Burning House

Name: Stephanie De los Santos

Age:  29 (yeah, not really)

Location:  Austin, TX

Occupation:  Teacher

Website:  stephieteach.wordpress.com

  • Macbook
  • Iphone 6 plus
  • Grimm’s Fairy Tales book
  • Box of old pictures
  • Parents’ wedding album
  • Our engagement and wedding pics
  • My wedding dress
  • My 380 hand gun
  • Dad’s army jacket and flannel shirt
  • Girls’ bag of pre-adoption and adoption day stuff
  • Bag of watches and rings
  • My famous quote blanket
  • Passport
  • Adoption decree and other legal docs
  • Purse
  • Box of letters from Dad and Grandma
  • Canon Rebel XTi DSLR Camera
  • External hard drive and USB drives
  • iPad
  • Pink Kipling bag and Kipling backpack

The items on my list fall into three categories: valuable, sentimental, necessary and irreplaceable.  My valuables include the phone, computer, camera, ipad, watches and rings, purse, and Kipling bags.  I learned to love Kipling products while living in Hong Kong, and, to be honest, I have a mild obsession with bags.  Electronics provide an opportunity to be productive, creative, and connected, and it would be difficult to replace those costly items.  My watches?  Obsession again, especially with the Movado brand.

Sentimental items include the Grimm’s Fairy Tales book that my dad read to my brother and me every night when we were small. The blanket was my husband’s first successful attempt to buy me a present that I actually loved.  My husband surprised me with the Louis Vuitton purse and actually brought me to tears.  The wedding dress was hand-made for my by my sweet mother who did not even get to attend the wedding because the venue was in a foreign country.

My passport, phone, adoption decree and legal documents are all necessary, and living without them would complicate my life immeasurably.
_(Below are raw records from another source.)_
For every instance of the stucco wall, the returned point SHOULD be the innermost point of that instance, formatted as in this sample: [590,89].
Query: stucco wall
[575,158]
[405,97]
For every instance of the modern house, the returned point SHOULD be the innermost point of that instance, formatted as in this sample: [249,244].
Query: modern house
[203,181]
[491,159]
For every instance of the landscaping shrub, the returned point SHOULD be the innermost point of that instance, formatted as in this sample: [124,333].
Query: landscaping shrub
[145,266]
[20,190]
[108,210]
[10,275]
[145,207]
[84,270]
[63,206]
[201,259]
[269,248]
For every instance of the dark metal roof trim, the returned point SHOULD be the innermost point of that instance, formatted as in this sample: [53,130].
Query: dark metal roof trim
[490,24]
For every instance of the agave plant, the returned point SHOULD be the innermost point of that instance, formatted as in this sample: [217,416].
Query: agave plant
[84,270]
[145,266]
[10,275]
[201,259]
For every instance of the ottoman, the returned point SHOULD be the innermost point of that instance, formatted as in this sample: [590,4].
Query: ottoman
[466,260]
Finally, my irreplaceables.  Pictures are a window to the past and reminders of treasured moments and people that add layers of meaning to my life.  My dad’s army jacket reveals the kind of man my dad was.  I am proud to be his daughter and proud that he selflessly served his country.  A hint of his scent still lingers on his flannel shirt that I keep hanging in my closet. Letters from my dad and others from my grandma are irreplaceable words from the past that echo into the present.  These letters resurrect their personalities, their fears, their hopes, and their love.   And saved on my hard drives, in addition to pictures, my words in the form of poetry, short stories, and a novel preserve my personality, my fears, my hopes, and my love for the next generation.